You might run that Broadcasts every day, message hundreds of people and send reminders, but it’s still a single step.
So what if you want to build a longer-running process that has multiple tasks carried out by different people with dependencies between them?
In other words, a workflow.
Broadcasts can be used to build long-running and multi-stage workflows. It can even be used to build conditional workflows that route work differently according to some predefined logic or condition.
The key is to combine multiple Broadcasts into a single process.
This means building a Broadcast for each step of the process and building dependencies between them. There are no formal dependencies in the Broadcast configuration, but the filter condition of one Broadcast can be set to the expected output of another.
For example, you might have a Broadcast that looks for new candidate Projects added to a project list and then routes an approval survey to a team member to review and approve (or reject!) them.
The first Broadcast may have a filter rule that looks for new projects created in the past week.
You can then set up a second Broadcast that uses the expected output of the first Broadcast as its filter rule.
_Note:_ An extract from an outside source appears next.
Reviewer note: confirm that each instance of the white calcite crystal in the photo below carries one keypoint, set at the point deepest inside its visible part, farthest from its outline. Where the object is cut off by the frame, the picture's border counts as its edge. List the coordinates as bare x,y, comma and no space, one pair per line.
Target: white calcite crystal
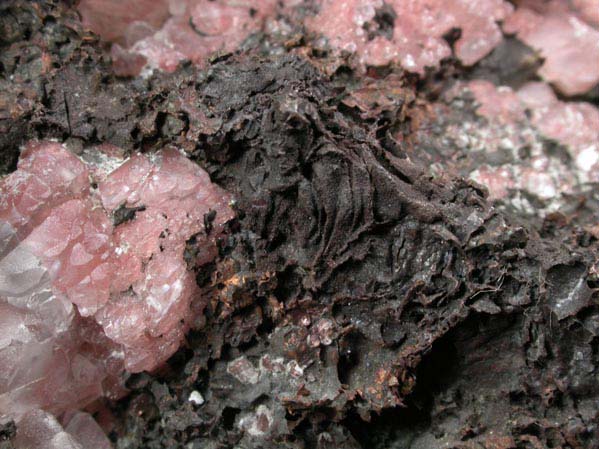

In this case, after receiving the project submission from the first Broadcast the project approver will then review the project using a survey and set an Approval Flag to ‘Yes’ if she approves the project along with a Review Date.
A second Broadcast can then be set up that looks for newly-reviewed projects with an Approval Flag set to ‘Yes’ and sends a message to the person submitting the project that their project has been approved.
Working with Conditional Logic
But what if it’s not approved? In this case you want to build a conditional step into the workflow.
You can do this by copying and editing the second Broadcast to create a third Broadcast that deals with the ‘No’ condition. Again, it looks for newly-reviewed projects, but this time with the Approval Flag set to ‘No’.
Then it may send the project survey back to the submitter of the project asking them to add more information - for example, by providing more details on the project’s business case.
The key with building a workflow is making sure the filter rules and schedules work together across the end-to-end process.
For example, if you want the end-to-end flow to run weekly, then you’ll need to design both the filter rules and the schedules of each step to pick up that week’s changes and pass them along to the next step in the workflow.